こんにちは。教えるためのシナリオ構築請負人、開米瑞浩です。

  「教えたいコンテンツはある」のに、それを「教えるためのシナリオ」
  へと落とし込めない講師のために、代わってシナリオ化してしまうのが
  シナリオ構築請負人。講師の裏方で働く日の当たらない仕事(笑)
  ですが、これがなかなかとっても面白いんですよ。

さて、ちょっと時間が空いてしまいましたが、

 前号  346:将来なりたかったもの
 前々号 347:将来の夢は、ありません!

の続編です。


■マンガを読みながらやっていたこととは?

一応私にも子供の頃は「将来の夢」ってやつがありました。

 プロ野球選手になりたかった小学低学年時代。
 将棋棋士になりたかった高学年時代。
 小説家になりたかった中学・高校時代。
 天文学者になりたいという気持ちもありました。
 数学も好きでした。

しかし大学に入った頃にはどれもこれも現実的なものとは思えなくなり、
元気がなくなって、勉強もせずバイトもせず遊びもせず人とも会わず、
ほとんど引きこもってマンガを読むだけの毎日を送っていました。

というところまでが前回の内容でした。


ところがそんなある日のこと、大学生協2階の書籍売り場の一角で、
あるマンガを目にしたんです。

またマンガかよ! とかツッコミが入りそうですが(^^;;

当時で確か12巻まで刊行されていたシリーズもので、その12巻分が
全部平積みで並んでいたのですごく目立ってたんですね。

その中に、たいへん印象的なシーンがありました。

それは、2人の剣術士が真剣で果たし合いをするシーン。
双方の服の一部を切ることが勝利条件だったので、殺し合いではあり
ませんが、ただ真剣を使う以上は死ぬ可能性もあるというそういう
勝負。

このシーン、斬り合い自体は一瞬です。
でも、その前の「対峙」の時間があるわけです。

双方の剣士が向き合って構える。
そして小刻みに動きながら様子を見て隙を狙い・・・
ここぞ! というところで飛び込んで斬り合う

斬り合い自体は1秒もないような一瞬の出来事ですが、その前の
「対峙」は数十秒、きわめて緊迫した空気が流れる時間。

その数十秒間を、そのマンガは実に実にうまく表現していました。

   こりゃ、すげぇ・・・・こんな描き方ができるんだ・・・!!

初めて読んだとき、私は本当に感心したんですよね。


■紙媒体でも時間を表現できる! ということは・・・・

これが映画やアニメだったら別にどうということはありませんが、マンガ
ですから、紙の上なんです。
読者の読むペースを、作り手側でコントロールできない紙媒体で、
対峙する数十秒間の「静」、そして一瞬の斬り合いという「動」、
この静→動の演出を、紙媒体でやってしまっている。
それをここまで見事にやってのけている作品を見たのは初めてでした。

すげえな・・・と思ったわけです。

紙の上でも時間を表現できるんだ、ということに私はこのとき気が
つきました。

と同時に、「表現技術」にはもっともっと可能性があるのではないか?

と思ったんです。

表現方法を工夫すれば、なかなか説明しにくいものでも何倍もわかり
やすく表現できるのではないだろうか・・・・?

勉強もせずバイトもせず遊びもせず人とも会わず、ほとんど引きこもって
マンガを読むだけの毎日を送っていた私はこのとき、そんな着想を得て、
そして・・・





さらにマンガを読みまくりました(笑)

なんたってマンガで得た着想なんですから、マンガの世界を探るのは
当然でしょう。

このとき分ったことがいくつかあります。

  まず第一に、表現方法は「作者の発想に制約される」ということ。
  第二に、表現方法は「読者の能力にも制約される」ということ。

↑これだけ書くとあたりまえのようでもありますが、たぶん抽象的すぎて
意味不明ですよね。

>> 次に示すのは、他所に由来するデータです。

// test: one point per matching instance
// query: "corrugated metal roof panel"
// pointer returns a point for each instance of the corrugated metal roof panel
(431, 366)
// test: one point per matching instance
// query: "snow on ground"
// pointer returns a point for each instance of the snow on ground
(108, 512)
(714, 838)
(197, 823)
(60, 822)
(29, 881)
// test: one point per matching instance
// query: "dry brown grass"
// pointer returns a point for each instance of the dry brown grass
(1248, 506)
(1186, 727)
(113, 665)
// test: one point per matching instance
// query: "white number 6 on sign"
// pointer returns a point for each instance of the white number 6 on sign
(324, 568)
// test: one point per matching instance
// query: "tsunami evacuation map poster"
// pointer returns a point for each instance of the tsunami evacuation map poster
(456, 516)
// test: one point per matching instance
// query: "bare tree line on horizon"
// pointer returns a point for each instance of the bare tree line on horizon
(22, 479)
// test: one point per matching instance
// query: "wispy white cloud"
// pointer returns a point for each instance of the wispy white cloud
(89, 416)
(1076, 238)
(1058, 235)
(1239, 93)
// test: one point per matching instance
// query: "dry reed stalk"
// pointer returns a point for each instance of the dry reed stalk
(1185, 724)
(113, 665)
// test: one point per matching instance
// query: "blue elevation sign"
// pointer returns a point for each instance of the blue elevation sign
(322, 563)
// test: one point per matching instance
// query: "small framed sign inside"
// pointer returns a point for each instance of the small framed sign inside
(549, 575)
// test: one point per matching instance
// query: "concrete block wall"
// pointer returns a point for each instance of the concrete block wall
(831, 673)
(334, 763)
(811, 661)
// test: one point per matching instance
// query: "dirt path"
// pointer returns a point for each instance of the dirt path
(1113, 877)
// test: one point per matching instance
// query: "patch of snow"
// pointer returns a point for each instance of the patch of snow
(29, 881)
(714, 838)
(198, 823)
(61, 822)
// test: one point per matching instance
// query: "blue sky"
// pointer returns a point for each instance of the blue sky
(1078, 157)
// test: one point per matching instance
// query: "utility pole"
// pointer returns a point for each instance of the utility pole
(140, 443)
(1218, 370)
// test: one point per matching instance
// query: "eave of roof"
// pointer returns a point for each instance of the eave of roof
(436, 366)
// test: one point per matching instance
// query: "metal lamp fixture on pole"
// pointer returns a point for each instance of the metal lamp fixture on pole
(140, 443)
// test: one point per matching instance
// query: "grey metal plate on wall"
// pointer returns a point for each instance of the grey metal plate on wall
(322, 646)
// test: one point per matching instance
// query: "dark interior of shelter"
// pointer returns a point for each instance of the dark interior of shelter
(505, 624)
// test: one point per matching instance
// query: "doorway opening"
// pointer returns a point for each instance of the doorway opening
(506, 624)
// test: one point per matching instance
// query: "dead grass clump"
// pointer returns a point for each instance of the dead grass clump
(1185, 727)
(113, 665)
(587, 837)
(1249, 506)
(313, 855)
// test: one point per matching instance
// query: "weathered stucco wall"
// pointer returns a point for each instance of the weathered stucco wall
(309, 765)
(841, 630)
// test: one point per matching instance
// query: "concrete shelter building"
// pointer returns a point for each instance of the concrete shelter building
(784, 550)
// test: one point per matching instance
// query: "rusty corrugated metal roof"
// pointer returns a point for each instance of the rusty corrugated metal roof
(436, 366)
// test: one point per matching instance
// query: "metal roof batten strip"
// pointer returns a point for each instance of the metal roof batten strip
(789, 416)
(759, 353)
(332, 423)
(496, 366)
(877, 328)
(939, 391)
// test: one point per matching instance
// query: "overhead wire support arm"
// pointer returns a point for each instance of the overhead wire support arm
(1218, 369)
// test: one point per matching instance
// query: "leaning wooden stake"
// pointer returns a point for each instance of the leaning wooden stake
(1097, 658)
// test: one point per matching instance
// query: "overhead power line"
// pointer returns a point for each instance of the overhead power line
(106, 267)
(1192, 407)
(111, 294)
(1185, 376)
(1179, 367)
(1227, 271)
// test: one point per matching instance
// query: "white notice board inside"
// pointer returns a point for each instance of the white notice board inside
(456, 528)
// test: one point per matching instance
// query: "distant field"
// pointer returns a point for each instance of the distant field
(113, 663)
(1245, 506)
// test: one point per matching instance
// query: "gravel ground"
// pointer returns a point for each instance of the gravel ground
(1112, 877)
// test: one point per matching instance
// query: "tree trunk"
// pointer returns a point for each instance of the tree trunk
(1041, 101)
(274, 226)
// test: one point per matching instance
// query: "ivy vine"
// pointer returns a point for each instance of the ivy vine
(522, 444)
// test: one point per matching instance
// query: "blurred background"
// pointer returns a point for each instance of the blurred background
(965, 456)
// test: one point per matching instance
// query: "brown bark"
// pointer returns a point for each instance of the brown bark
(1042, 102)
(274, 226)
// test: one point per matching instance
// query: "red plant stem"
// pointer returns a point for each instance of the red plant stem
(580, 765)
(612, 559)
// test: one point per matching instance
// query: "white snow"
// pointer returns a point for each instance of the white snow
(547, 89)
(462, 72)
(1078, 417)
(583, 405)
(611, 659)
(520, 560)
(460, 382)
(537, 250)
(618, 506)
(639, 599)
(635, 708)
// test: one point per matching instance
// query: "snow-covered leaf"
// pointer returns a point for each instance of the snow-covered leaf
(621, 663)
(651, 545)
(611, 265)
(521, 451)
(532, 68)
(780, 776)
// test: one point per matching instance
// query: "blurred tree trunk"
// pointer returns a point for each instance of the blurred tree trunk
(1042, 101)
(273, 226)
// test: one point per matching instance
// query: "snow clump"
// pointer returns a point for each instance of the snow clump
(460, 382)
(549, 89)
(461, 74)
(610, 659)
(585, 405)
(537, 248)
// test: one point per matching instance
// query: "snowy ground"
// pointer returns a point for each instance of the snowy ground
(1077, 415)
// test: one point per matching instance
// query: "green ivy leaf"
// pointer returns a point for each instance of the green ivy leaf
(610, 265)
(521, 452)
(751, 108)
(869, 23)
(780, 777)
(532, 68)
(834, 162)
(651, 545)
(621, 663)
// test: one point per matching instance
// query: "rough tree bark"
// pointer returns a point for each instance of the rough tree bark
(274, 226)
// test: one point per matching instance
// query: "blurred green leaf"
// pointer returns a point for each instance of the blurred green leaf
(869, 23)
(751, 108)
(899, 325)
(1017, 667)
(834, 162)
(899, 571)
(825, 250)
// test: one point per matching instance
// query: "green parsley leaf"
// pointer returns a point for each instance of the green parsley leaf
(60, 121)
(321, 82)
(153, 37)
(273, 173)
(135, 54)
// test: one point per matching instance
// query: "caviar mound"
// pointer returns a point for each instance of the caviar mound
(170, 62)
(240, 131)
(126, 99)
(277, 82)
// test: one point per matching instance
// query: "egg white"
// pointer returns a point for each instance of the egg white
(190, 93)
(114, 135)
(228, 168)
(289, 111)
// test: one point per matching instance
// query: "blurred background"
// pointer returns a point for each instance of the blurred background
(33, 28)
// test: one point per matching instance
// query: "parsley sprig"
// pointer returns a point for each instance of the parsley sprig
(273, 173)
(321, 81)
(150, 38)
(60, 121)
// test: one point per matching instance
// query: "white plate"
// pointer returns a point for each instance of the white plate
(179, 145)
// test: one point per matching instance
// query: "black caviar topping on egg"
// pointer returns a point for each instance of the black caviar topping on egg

次号でもう少し詳しく書きます。

何にしても、このとき得た着想から「表現技術」をあれこれと探った
ことが、現在の

   教えるためのシナリオ構築請負人

稼業に役に立っているのは間違いありません。


■図書館に行って美術書を総ざらいしたそのワケは?

ちなみに、私はさっき書いた

  まず第一に、表現方法は「作者の発想に制約される」ということ。
  第二に、表現方法は「読者の能力にも制約される」ということ。

この2点について確証を得るために、このころマンガだけでは足りなく
なり、大学の図書館に行って世界の美術全集のような本を手当たり次第
にめくって見ていたことがあります。

いったい何を探していたのか? それは、また次号にて。

  (つづく)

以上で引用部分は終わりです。